Among the different types of help for obsessive compulsive disorder are medications which decrease anxiety; cognitive techniques which help a person learn to think differently (for example, challenging the idea that germs are really so dangerous); behavioral techniques which help a person act differently (such as ignoring obsessive thoughts and not repeating compulsive behaviors over and over again, or exposing oneself to the feared situation- such as germs- until you get used to it and no longer fear it), and even EMDR may be helpful at times. My favorite approach is a psychodynamic one in which we might try to uncover whether there are meanings to the content of the obsessions or compulsions that are not immediately obvious (for example, a belief that you are “dirty” leading to compulsive cleaning actually being about feelings of being “dirty” due to a forbidden desire), or whether there is a hidden function for the self of the obsessing/ritualized behaviors such as emotion regulation, self-punishment, an indirect communication to others around you, or a way of organizing your identity. However, I also feel strongly that exposure and response prevention and cognitive therapy are necessary in addition to really get symptom relief. I use a combination approach in my practice.

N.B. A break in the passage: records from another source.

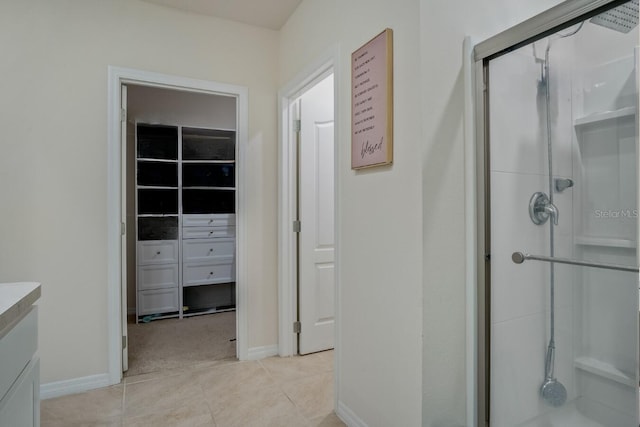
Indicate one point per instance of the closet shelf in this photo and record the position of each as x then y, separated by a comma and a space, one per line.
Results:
605, 370
605, 115
150, 159
221, 162
605, 242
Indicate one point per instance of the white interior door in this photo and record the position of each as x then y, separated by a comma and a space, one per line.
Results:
316, 285
123, 222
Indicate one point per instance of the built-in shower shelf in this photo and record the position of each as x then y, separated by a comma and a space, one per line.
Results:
605, 115
605, 242
604, 369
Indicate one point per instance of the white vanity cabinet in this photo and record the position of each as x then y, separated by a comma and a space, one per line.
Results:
19, 361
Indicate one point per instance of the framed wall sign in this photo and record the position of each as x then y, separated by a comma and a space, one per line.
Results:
372, 102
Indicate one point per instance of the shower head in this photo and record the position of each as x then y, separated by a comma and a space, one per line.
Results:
623, 18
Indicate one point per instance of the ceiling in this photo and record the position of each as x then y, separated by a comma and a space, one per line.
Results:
262, 13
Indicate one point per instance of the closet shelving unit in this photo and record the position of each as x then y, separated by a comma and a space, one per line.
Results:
185, 205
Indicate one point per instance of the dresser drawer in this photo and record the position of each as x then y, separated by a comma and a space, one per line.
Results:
201, 250
208, 220
157, 276
157, 301
207, 232
17, 348
157, 252
195, 274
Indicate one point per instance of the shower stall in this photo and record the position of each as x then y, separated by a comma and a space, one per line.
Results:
557, 132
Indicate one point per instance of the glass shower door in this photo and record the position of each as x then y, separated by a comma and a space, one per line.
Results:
563, 174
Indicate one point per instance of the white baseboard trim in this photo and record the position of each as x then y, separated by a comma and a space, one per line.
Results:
256, 353
72, 386
348, 416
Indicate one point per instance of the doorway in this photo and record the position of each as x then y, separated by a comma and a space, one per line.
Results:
117, 203
558, 297
166, 257
307, 269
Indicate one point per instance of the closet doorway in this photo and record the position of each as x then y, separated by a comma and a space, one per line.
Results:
180, 179
179, 175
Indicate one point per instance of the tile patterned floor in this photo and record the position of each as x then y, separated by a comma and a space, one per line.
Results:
273, 392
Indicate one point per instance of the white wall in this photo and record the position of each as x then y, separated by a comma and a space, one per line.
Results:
53, 167
401, 241
379, 213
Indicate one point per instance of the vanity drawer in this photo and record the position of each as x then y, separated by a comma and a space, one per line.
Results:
157, 252
197, 250
157, 301
157, 276
208, 232
208, 220
207, 273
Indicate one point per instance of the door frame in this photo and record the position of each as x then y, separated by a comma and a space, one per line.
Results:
117, 77
287, 200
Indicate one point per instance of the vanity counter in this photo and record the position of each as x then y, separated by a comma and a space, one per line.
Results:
15, 300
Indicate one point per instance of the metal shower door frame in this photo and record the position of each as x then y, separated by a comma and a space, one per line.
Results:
552, 20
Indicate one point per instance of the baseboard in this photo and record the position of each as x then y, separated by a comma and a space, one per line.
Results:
72, 386
256, 353
348, 416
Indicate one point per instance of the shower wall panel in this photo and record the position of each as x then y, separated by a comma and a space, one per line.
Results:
520, 293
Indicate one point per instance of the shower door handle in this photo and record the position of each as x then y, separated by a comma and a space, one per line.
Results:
519, 258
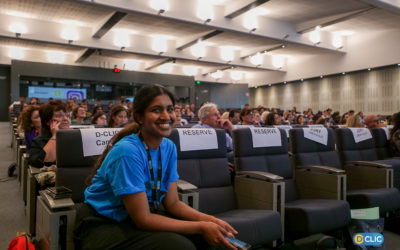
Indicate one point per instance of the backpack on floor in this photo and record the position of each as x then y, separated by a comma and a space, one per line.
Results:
21, 243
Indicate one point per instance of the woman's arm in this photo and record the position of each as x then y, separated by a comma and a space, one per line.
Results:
179, 209
138, 208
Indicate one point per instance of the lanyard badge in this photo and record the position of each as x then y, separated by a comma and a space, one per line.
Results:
155, 185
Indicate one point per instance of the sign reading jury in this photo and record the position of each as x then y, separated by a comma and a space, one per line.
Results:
266, 137
197, 139
95, 140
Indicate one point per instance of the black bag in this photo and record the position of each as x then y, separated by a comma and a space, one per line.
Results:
365, 226
329, 243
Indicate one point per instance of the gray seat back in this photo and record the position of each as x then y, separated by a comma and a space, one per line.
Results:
267, 159
309, 152
208, 170
382, 144
349, 150
72, 167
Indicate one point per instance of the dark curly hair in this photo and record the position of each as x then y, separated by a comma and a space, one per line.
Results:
25, 121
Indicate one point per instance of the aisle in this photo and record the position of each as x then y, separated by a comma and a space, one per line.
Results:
12, 215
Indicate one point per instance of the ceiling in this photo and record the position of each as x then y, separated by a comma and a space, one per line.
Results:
147, 37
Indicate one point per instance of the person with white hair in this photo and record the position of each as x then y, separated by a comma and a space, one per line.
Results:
210, 117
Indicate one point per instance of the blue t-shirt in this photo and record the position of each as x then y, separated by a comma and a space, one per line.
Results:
125, 170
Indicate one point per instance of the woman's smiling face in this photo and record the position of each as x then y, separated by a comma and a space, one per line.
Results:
159, 117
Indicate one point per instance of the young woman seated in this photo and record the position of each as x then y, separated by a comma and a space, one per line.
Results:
134, 177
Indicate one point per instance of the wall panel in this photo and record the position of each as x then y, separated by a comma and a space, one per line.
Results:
375, 91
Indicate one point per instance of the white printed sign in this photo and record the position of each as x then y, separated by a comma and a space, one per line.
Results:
387, 132
266, 137
197, 139
284, 127
316, 134
95, 140
361, 134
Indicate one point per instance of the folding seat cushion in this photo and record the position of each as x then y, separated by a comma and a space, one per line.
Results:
309, 152
382, 142
208, 170
303, 217
349, 150
72, 166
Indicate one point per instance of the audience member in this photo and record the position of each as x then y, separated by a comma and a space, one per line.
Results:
210, 118
120, 197
272, 119
54, 117
79, 115
300, 120
234, 116
395, 135
187, 111
96, 109
99, 118
354, 121
118, 116
179, 120
372, 121
33, 101
246, 117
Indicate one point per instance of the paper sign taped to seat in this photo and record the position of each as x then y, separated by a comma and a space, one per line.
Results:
95, 140
81, 126
317, 134
387, 132
284, 127
361, 134
197, 139
266, 137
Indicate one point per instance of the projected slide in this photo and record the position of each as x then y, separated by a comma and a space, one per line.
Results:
56, 93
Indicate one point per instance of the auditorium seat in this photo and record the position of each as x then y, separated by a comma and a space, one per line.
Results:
311, 206
309, 152
72, 167
350, 151
208, 170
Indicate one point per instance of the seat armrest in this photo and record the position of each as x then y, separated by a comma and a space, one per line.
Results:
367, 164
188, 194
320, 183
184, 185
362, 177
261, 175
329, 170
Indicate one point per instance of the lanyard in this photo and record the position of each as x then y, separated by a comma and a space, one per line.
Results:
155, 186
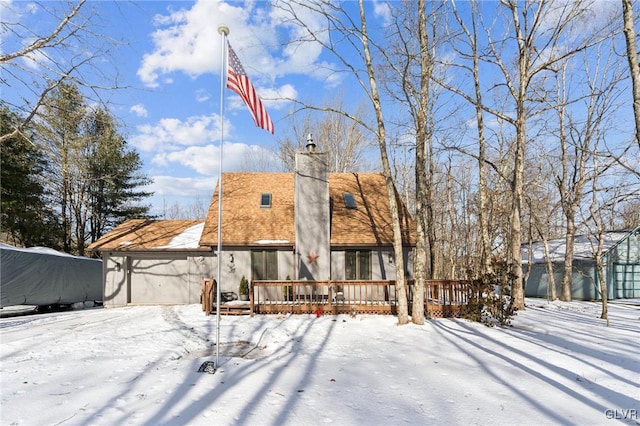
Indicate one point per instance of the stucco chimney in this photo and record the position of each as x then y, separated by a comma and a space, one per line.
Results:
311, 147
312, 214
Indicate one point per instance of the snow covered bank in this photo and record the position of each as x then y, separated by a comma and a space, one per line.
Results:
559, 364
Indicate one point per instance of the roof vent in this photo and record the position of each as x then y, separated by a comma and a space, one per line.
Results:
349, 201
311, 147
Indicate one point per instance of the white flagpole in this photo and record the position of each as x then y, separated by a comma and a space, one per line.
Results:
224, 32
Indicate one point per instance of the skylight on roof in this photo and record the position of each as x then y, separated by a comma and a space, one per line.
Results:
349, 201
265, 201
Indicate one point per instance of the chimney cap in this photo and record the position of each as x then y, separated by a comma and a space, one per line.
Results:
310, 145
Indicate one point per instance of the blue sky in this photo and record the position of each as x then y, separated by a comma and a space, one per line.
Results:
170, 61
168, 58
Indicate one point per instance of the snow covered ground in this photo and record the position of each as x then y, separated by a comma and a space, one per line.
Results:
558, 364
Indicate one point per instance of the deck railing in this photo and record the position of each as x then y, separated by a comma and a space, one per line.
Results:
443, 298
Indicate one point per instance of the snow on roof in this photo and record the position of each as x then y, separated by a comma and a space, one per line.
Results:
584, 247
41, 250
189, 238
272, 242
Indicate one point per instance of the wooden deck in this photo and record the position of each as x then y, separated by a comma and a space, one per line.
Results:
443, 298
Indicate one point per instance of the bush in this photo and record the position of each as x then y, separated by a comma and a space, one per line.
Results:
490, 300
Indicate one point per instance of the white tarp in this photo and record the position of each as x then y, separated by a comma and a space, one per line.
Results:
43, 276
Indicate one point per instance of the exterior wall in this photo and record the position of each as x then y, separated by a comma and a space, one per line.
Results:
154, 278
312, 216
623, 268
381, 267
584, 285
621, 271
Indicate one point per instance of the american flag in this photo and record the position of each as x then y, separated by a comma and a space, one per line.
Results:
238, 81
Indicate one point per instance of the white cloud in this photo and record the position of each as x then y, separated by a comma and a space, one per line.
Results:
205, 159
186, 41
383, 11
182, 187
139, 110
202, 95
170, 132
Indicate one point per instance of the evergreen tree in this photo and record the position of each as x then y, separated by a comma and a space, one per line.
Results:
114, 175
26, 218
94, 175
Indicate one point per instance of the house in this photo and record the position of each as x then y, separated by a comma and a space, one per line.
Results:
621, 260
307, 225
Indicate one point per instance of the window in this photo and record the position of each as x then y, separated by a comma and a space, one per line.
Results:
357, 265
265, 201
349, 201
264, 264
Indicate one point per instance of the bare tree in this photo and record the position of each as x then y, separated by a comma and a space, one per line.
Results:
341, 138
71, 53
632, 55
353, 32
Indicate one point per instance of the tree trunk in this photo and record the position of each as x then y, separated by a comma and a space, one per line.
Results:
632, 55
401, 285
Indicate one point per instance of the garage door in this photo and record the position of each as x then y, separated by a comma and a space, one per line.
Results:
158, 281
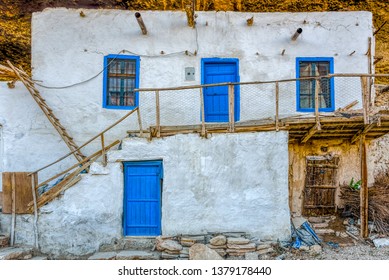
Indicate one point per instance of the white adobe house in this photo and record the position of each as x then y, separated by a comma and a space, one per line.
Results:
181, 184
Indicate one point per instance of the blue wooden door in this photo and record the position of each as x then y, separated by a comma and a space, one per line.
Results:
142, 198
218, 70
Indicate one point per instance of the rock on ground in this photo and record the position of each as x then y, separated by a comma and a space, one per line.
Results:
202, 252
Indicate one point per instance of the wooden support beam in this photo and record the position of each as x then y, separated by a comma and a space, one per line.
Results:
309, 134
231, 108
364, 204
103, 150
277, 106
203, 129
365, 101
189, 9
362, 132
157, 114
13, 219
317, 91
34, 181
139, 123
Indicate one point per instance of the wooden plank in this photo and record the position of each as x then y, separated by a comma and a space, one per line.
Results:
77, 164
203, 129
364, 99
309, 134
364, 204
277, 106
103, 152
231, 108
13, 203
317, 88
362, 131
139, 123
23, 193
157, 114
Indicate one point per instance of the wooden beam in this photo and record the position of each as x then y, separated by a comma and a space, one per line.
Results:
309, 134
365, 99
277, 106
203, 129
157, 114
13, 219
139, 123
362, 131
364, 204
231, 108
317, 89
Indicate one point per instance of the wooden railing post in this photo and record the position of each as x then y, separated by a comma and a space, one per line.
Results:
365, 100
157, 114
231, 108
34, 180
203, 129
364, 195
104, 154
140, 123
277, 106
317, 91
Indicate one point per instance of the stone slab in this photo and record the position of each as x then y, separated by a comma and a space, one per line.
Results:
103, 256
136, 255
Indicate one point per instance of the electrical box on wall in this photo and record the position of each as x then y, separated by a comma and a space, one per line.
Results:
189, 73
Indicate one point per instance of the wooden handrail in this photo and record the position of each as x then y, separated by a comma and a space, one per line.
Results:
87, 142
351, 75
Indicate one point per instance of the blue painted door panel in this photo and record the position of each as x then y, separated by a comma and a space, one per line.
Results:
142, 198
216, 98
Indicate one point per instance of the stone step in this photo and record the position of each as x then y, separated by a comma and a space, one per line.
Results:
125, 255
16, 253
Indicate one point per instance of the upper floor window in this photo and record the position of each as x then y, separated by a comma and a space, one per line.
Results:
311, 67
121, 77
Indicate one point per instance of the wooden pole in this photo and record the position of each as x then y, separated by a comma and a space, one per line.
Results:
231, 108
277, 106
365, 100
139, 123
364, 204
33, 184
157, 114
317, 90
13, 220
203, 130
103, 150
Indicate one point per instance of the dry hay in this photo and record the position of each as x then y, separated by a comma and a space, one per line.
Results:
378, 202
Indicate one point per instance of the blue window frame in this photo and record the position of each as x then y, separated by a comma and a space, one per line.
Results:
311, 67
121, 77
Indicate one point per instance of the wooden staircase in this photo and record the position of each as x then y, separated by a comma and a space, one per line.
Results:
29, 84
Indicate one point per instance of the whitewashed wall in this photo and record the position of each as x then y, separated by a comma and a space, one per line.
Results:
229, 182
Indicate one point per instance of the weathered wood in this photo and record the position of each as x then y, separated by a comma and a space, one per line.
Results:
34, 195
364, 99
61, 186
13, 202
364, 205
203, 129
139, 122
157, 114
103, 153
317, 91
231, 108
362, 131
309, 134
22, 183
113, 144
277, 106
87, 142
54, 121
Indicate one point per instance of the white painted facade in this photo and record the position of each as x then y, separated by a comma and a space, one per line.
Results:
231, 182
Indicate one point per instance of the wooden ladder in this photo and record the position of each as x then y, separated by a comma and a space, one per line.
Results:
29, 84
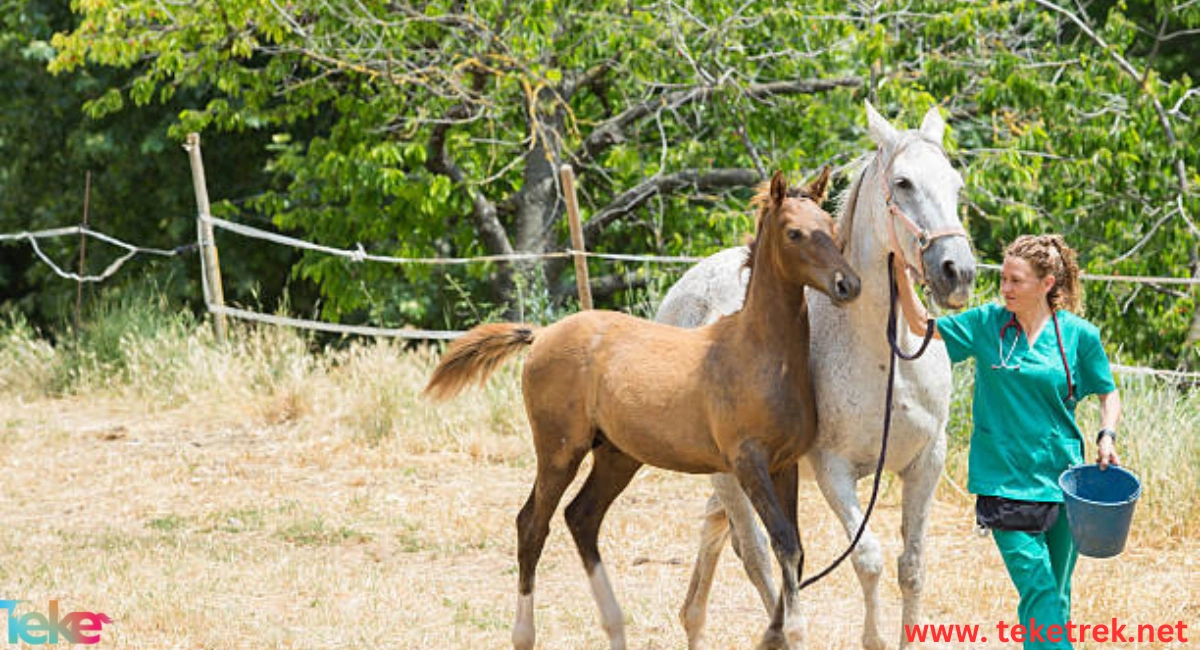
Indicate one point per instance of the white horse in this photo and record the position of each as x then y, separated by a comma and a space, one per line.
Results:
904, 199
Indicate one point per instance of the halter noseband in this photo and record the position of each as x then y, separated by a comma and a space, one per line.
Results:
924, 236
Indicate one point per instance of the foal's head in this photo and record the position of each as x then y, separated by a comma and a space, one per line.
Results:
799, 239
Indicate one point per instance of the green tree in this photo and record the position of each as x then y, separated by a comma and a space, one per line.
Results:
437, 128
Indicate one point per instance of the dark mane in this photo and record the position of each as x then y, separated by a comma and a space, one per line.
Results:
762, 202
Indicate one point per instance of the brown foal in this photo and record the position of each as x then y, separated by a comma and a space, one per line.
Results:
735, 396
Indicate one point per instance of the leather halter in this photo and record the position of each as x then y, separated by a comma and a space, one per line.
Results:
924, 236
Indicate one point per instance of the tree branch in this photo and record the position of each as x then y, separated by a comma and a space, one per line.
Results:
483, 210
613, 131
631, 199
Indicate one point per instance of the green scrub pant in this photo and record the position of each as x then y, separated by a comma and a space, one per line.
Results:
1041, 565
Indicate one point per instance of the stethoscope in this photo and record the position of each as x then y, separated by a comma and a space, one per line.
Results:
1005, 360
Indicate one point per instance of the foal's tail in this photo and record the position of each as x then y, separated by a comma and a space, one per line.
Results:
475, 356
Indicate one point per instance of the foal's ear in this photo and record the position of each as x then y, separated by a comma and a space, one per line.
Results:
778, 188
819, 190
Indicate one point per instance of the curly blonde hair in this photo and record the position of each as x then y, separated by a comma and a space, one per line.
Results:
1050, 256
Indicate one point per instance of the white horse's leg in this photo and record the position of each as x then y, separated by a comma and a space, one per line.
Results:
837, 480
749, 539
919, 482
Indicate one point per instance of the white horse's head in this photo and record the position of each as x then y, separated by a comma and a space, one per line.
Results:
918, 191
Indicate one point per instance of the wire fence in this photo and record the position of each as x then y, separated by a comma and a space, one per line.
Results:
359, 254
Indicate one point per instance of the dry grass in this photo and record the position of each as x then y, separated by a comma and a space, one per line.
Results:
264, 497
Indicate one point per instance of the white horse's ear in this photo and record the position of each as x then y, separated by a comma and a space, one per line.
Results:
882, 131
933, 126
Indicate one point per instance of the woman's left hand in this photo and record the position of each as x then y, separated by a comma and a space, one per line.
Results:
1107, 453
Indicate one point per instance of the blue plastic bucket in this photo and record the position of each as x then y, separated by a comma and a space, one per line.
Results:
1099, 507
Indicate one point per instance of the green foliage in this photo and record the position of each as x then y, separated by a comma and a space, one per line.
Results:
435, 128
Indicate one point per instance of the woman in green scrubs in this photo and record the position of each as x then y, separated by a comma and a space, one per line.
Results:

While it may take a trial of several approaches until you find the one that works for you, it is usually a good idea to see if you feel comfortable with the therapist you see and with the approach that the therapist uses. Don’t be shy to ask about that in your initial consultation and to “shop around” for the person who will be just right to help you with your individual types of symptoms. Remember, the “label” OCD describes a set of thoughts, feelings, and behaviors that you are having trouble with, but doesn’t really say that much about the cause of your symptoms, their meaning, or what will help you manage or eliminate them!